Planning for Growth While Maintaining Freedom

When planning for growth while consolidating, there are several best practices to keep in mind. When planning to consolidate the network, consider the following guidelines:

Design for scalability
Design for availability
Use mature products
Avoid proprietary hardware solutions

One of the most over-used words in the IT vocabulary is scalability. However, it is often one of the most important. Scalability means that all elements of the network infrastructure restructure should support company growth, both expected and unexpected. For example, if current requirements warrant the purchase of an 8-port fibre channel switch, consider purchasing a 16port switch. Ensure that the planned SAN switches offer expansion ports so that the option is available to scale out further in the event that growth surpasses projections.

Scalability can also be greatly aided by the use of centralized management software. Many of the solutions previously mentioned in this chapter can help with centrally managing storage resources and backups across the enterprise. If performance is an issue, another major scalability concern should be in technologies that support load balancing of client access. Such technologies alleviate single server bottlenecks that result from unexpected client growth.

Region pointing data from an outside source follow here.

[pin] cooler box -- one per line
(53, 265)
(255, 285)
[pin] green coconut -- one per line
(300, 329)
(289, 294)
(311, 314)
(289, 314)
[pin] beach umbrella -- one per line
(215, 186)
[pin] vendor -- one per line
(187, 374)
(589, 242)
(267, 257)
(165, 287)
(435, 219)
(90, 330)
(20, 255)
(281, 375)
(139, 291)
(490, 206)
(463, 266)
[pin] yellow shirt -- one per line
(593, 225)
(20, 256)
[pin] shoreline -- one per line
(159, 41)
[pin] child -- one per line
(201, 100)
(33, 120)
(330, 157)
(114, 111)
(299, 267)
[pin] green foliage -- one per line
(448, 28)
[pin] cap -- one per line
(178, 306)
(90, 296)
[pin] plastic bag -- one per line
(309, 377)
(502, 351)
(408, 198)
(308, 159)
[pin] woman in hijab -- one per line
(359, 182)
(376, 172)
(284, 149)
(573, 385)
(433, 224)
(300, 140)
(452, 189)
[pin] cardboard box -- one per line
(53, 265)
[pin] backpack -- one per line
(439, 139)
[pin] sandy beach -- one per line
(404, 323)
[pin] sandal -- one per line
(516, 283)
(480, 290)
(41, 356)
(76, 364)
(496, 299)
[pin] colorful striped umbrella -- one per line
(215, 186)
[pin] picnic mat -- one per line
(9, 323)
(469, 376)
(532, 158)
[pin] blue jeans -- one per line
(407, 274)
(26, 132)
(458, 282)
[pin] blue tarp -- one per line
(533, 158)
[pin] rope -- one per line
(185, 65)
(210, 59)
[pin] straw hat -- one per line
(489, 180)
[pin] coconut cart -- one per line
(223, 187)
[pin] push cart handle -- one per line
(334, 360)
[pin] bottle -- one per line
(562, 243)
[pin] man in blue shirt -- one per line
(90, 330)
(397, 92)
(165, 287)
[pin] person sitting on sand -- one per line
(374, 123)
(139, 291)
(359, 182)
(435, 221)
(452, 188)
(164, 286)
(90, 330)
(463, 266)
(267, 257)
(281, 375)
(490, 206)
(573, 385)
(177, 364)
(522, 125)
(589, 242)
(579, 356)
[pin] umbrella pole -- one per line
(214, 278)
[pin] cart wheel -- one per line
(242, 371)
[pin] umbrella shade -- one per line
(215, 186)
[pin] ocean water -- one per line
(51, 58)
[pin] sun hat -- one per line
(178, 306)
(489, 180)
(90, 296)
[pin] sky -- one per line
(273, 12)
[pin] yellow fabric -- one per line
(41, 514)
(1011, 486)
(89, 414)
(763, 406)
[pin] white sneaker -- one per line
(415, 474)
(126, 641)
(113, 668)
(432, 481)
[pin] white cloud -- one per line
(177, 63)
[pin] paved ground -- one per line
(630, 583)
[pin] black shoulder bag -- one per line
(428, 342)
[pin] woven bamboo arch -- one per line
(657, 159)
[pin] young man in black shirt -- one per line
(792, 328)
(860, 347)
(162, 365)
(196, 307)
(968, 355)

In designing for availability, redundancy is always crucial. Redundancy often starts with shared storage on the SAN via a RAID implementation. However, adding redundancy to the physical disks is most valuable when the disks are behind a fully redundant data path. Ensuring true redundancy means not only protecting disks but also

Using cluster architecture to prevent data access loss due to a system failure
Using redundant switches in the SAN fabric and redundant HBAs
Using multipath-compliant HBA drivers on servers to ensure that they can realize the benefits of redundancy in the SAN
Planning for redundant power sources to prevent data loss or corruption from a power failure
Adding redundancy to the LAN to prevent switch failure from interrupting data access

Using mature products refers to products that have established reputations in IT. Regardless of how great the sales pitch, bringing an unknown product into the network is always a risk. Products with the backing of OS vendors such as Microsoft are more likely to do what they promise, and their vendors are more likely to be in business at both the beginning and end of the project.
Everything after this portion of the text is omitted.